The group is chiefly aimed at:
– filling the existing gap of research groups in Urban Studies at the University, whereby individual researchers in Urban Studies find themselves scattered throughout the many different departments of the University, without a solid base to share their ongoing research endeavours, questions, and progress;
– focusing specifically on the challenges met by cities in the Global South, both from a theory- and practice- based perspective;
– introducing new perspectives in urban studies research undertaken at the University of Cambridge, in particular for what concerns Global South cities as the loci of enunciation and production of knowledge in Urban Studies, rather than merely as the sites of fieldworks and data collection, as Western traditions in Urban Studies often seem to suggest;
– constituting a safe environment for doctoral and Early Career Researchers (alongside other members of the academic staff) at the University of Cambridge to share their ongoing research works in a variety of forms (conference papers, informal talks, round-tables, research dilemma, drafts of upcoming journal publications, etc.) and discuss critical issues in “Global South urbanism(s)” and existing scholarship;
– contributing to ongoing efforts at the University of Cambridge to “decolonise the academic curricula”, by means of a critical reflections on postcolonial and decolonial theory in urban studies, as well as on the limits, gaps, and ways to constructively contribute with other epistemologies and languages to the mainly Anglo-Saxon production of knowledge in the interdisciplinary field of Urban Studies.

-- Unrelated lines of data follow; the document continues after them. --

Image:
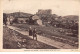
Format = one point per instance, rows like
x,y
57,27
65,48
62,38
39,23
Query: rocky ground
x,y
15,40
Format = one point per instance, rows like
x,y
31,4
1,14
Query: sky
x,y
59,7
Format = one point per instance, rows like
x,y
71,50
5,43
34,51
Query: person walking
x,y
34,34
30,31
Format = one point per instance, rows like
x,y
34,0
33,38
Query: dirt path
x,y
45,40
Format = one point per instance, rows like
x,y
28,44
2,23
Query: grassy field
x,y
15,40
52,32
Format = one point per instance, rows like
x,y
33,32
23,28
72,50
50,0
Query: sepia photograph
x,y
40,24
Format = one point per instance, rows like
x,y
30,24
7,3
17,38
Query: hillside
x,y
20,14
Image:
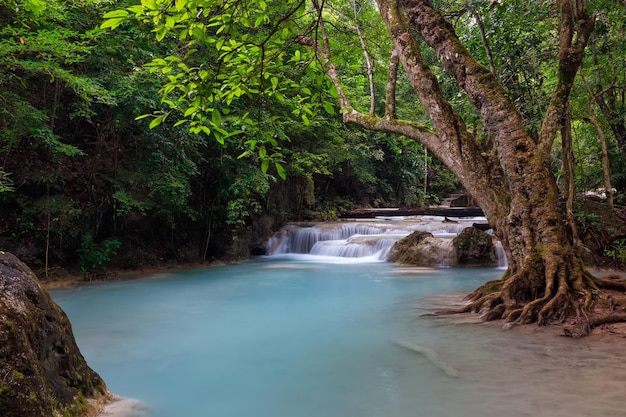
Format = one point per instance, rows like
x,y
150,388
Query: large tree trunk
x,y
545,280
512,181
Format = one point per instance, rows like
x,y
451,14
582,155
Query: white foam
x,y
125,407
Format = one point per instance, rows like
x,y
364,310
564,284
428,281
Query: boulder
x,y
42,372
474,247
423,249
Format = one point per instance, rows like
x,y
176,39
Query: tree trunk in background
x,y
513,182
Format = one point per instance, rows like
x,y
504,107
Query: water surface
x,y
294,338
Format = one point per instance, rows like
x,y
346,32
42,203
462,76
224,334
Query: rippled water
x,y
295,338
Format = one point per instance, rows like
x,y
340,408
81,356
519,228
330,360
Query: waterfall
x,y
360,239
501,256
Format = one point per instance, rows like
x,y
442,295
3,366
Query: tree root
x,y
583,327
569,295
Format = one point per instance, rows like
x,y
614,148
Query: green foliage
x,y
617,251
233,61
94,256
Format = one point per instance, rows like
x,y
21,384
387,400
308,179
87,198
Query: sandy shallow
x,y
117,406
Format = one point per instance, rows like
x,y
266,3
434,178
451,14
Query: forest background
x,y
85,185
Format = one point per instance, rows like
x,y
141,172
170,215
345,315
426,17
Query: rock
x,y
423,249
474,248
42,372
599,226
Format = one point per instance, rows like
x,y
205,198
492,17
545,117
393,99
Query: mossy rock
x,y
423,249
475,248
42,372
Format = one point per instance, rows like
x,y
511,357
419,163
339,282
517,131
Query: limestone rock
x,y
42,372
475,248
423,249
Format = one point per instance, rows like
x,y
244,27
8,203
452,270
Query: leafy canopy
x,y
232,56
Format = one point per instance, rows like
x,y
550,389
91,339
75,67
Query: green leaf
x,y
280,170
112,23
115,13
157,121
216,117
265,165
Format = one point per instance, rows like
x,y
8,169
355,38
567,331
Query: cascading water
x,y
365,238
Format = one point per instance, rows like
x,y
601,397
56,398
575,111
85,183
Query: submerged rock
x,y
423,249
475,248
42,372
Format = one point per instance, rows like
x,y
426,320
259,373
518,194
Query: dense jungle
x,y
135,135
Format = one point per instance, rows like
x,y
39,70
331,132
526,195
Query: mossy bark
x,y
512,180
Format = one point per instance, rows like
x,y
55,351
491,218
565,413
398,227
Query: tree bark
x,y
513,184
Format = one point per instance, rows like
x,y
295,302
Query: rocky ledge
x,y
42,372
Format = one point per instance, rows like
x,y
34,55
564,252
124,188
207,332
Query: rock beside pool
x,y
423,249
472,247
42,372
475,247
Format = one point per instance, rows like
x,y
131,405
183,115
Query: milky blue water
x,y
294,338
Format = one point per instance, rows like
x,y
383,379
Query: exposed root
x,y
610,282
571,295
583,327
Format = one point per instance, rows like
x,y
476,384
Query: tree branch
x,y
368,62
575,29
390,90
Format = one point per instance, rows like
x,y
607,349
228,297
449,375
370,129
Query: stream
x,y
302,335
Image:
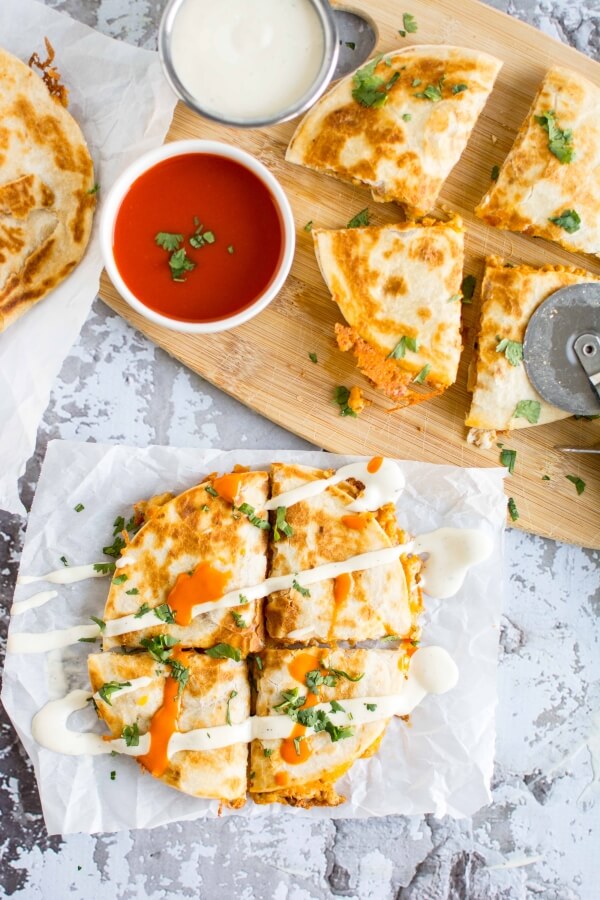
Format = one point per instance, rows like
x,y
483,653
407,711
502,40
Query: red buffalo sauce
x,y
175,196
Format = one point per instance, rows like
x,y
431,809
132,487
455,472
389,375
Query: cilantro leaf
x,y
578,482
569,220
168,241
513,350
528,409
360,219
224,651
560,142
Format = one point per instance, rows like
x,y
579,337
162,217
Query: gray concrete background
x,y
539,837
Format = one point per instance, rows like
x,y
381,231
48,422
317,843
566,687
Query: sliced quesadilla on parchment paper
x,y
400,124
398,287
503,397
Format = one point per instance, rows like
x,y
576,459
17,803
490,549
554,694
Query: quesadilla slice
x,y
47,195
192,550
503,397
301,769
154,702
354,606
398,287
549,184
400,124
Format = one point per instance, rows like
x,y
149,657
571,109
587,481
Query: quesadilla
x,y
549,184
192,550
302,770
503,397
135,694
400,124
398,287
355,606
47,195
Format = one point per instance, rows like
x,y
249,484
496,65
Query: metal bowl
x,y
330,57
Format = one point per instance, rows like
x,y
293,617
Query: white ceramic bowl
x,y
121,187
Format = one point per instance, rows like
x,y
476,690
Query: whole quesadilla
x,y
503,397
549,184
47,195
399,289
192,550
167,695
302,770
356,606
400,124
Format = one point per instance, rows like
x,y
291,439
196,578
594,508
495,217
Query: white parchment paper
x,y
124,107
441,762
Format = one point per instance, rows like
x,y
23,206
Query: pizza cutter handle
x,y
587,350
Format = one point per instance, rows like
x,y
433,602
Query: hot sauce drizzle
x,y
205,584
163,725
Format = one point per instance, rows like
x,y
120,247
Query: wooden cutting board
x,y
265,363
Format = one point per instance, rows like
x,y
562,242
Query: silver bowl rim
x,y
318,87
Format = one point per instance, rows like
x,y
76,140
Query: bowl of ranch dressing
x,y
248,63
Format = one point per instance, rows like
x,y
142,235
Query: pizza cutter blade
x,y
561,349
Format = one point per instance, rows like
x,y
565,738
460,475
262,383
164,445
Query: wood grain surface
x,y
265,363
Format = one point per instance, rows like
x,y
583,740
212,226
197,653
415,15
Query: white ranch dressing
x,y
21,606
431,671
247,59
66,575
383,486
452,552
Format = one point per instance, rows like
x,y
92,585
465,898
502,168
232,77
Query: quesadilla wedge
x,y
503,397
398,287
192,550
400,124
549,184
47,193
135,694
357,606
301,770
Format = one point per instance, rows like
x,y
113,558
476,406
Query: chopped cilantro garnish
x,y
228,716
255,520
238,619
301,590
420,378
560,142
341,396
371,89
569,221
399,351
281,525
169,242
508,458
224,651
528,409
111,687
164,613
578,482
159,647
360,219
131,735
468,288
513,350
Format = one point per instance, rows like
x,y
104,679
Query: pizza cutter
x,y
561,351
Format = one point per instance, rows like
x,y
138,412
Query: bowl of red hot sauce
x,y
197,236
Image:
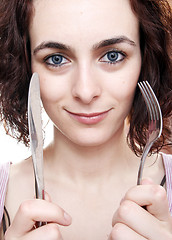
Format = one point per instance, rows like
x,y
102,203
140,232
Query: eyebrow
x,y
115,40
55,45
104,43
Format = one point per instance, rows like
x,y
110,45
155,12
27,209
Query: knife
x,y
35,134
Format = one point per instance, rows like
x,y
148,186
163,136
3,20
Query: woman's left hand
x,y
132,221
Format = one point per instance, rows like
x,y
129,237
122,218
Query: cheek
x,y
52,90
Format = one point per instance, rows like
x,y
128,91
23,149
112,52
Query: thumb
x,y
47,197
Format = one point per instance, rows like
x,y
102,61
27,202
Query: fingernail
x,y
67,217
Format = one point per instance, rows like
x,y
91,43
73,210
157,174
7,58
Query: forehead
x,y
82,19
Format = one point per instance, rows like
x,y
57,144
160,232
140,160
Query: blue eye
x,y
56,60
113,57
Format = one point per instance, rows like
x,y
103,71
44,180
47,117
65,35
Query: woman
x,y
89,56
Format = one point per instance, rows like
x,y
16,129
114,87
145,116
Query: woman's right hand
x,y
32,211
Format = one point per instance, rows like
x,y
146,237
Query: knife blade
x,y
35,134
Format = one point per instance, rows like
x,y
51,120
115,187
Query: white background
x,y
12,151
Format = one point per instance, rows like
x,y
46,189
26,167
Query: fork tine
x,y
155,122
147,99
156,105
151,100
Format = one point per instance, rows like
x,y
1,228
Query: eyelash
x,y
61,58
115,60
49,59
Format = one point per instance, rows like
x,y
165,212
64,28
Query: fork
x,y
155,122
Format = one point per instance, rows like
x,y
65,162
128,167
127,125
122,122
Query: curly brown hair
x,y
155,19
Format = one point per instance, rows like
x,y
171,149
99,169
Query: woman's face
x,y
87,55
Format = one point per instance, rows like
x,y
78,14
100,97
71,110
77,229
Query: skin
x,y
92,184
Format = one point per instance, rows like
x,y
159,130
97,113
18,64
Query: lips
x,y
89,118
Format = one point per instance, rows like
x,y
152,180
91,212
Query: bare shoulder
x,y
20,185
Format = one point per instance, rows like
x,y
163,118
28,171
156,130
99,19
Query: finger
x,y
151,196
139,220
50,231
123,232
33,211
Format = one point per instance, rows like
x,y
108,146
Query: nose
x,y
86,87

The group meets biweekly during term time, in Michaelmas, Lent, and Easter. Each term is tailored to meet the specific academic pace of the different Cambridge terms, and it involves the active participation of all members (currently over 30, from over nine different departments of the University of Cambridge).
If you’d like to contribute to or to learn more about the group, please get in touch with Giulia at firstname.lastname@example.org.
UGS supports the “Decolonising the Curriculum” initiative at the University of Cambridge, and Giulia is also an active member of the reading group “Decolonial Geographies”, based at the Department of Geography (Cambridge) and led by Professor Sarah Radcliffe.